Do we even need to mention “max supply” anywhere in this discussion, which seems to be the root cause of the disconnect and a show stopper.

Why don’t we just stay true to the mission which is “Sustainable Emission Reduction,” in other words inflation reduction.

We are presently talking about accelerating the drop. Status quo is not acceptable (@RawthiL @Cryptocorn @msa6867). The community and the market are right in flagging it. We desperately need to change this.

Current Inflation: 16.8

Variables:
a) Final Inflation Target
b) Target Year of a)
c) To achieve a) and b) the required monthly inflation reduction

OR

Variables:
a) Final Inflation Target
b) Monthly Inflation Reduction Target
c) Target Year of a) based on c)

OR

XYZ

ABR (whenever introduced) could make POKT deflationary from time to time whenever the demand is bigger than emission. We don’t need to talk about max supply at all.

I think whichever approach we take, there needs to be some base assumptions, which we call “variable” in the beginning but become “target” once values are assigned.

I have been an ETH tokenomics bull myself but I have also been thinking. ETH has a plethora of utility, POKT doesn’t.
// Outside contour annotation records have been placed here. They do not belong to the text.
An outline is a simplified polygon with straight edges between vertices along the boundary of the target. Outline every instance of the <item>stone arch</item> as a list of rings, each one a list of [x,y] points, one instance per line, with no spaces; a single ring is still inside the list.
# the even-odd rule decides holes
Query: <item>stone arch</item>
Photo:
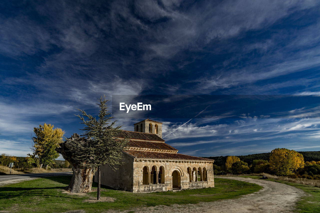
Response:
[[[198,174],[198,172],[196,168],[196,167],[193,167],[193,169],[192,170],[191,174],[192,174],[192,180],[195,182],[197,181],[198,177],[197,177],[197,176]]]
[[[204,167],[203,171],[202,172],[202,179],[204,181],[208,181],[208,173],[207,172],[207,169],[205,167]]]
[[[157,173],[158,170],[157,170],[156,166],[153,166],[151,169],[151,172],[150,173],[150,181],[151,184],[156,184],[158,183],[158,178],[157,178]]]
[[[155,124],[155,133],[158,134],[158,124]]]
[[[172,173],[174,170],[178,170],[179,172],[180,173],[180,174],[181,174],[180,176],[182,177],[184,176],[184,175],[183,173],[183,170],[182,169],[181,169],[181,167],[178,166],[174,166],[171,167],[171,168],[170,169],[170,170],[169,170],[169,178],[172,177]]]
[[[164,184],[164,167],[161,166],[159,167],[159,174],[158,175],[158,182],[160,184]]]
[[[142,174],[142,184],[143,185],[148,185],[149,184],[150,178],[149,178],[149,167],[147,166],[143,167]]]
[[[189,167],[188,167],[188,169],[187,169],[187,173],[188,174],[188,179],[189,180],[189,182],[192,182],[192,171],[191,171],[191,168]]]
[[[200,176],[200,181],[203,181],[203,179],[202,178],[202,170],[201,170],[201,167],[199,167],[198,168],[198,172],[197,172],[198,175]]]
[[[172,172],[171,175],[172,177],[172,189],[181,188],[181,178],[179,172],[177,170],[175,170]]]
In fact few might argue why do we even need POKT. Given whatever POKT does today and will do in the foreseeable future, wouldn’t ETH level tokenomics be an overkill and therefore redundant??

While SOL’s scope is also much bigger, its inflation schedule appears simple and easily replicable. At the same time, I don’t find any detriments and conflicts with any of Pocket’s other/larger objectives. Please highlight if any.

Here are the relevant links (which I am presuming @msa6867 has gone through already):

The attached graph is of Solana inflation reduction. FYI- as a side note…there is fee burn in SOL.

I will naturally lean towards assigning aggressive values to the variables if we arrive at that point. But let’s first discuss.

It highly depends on how long we take to agree in how to layout the base model and the number of contributors and how much time they can put into coding.
If we are looking only to model the major issues around the token inflation (emission, token price, relay volume and node runners incomes, to name a few), we could have the model ready in less than two months. Keep in mind that this is not only a model, it is also an app that can be easily used by anyone (we could also ask the DAO to host it for free).

The model does not need to cover every single aspect of the network in its infancy, only what we more need. Later this model can grow to any other aspect of the network.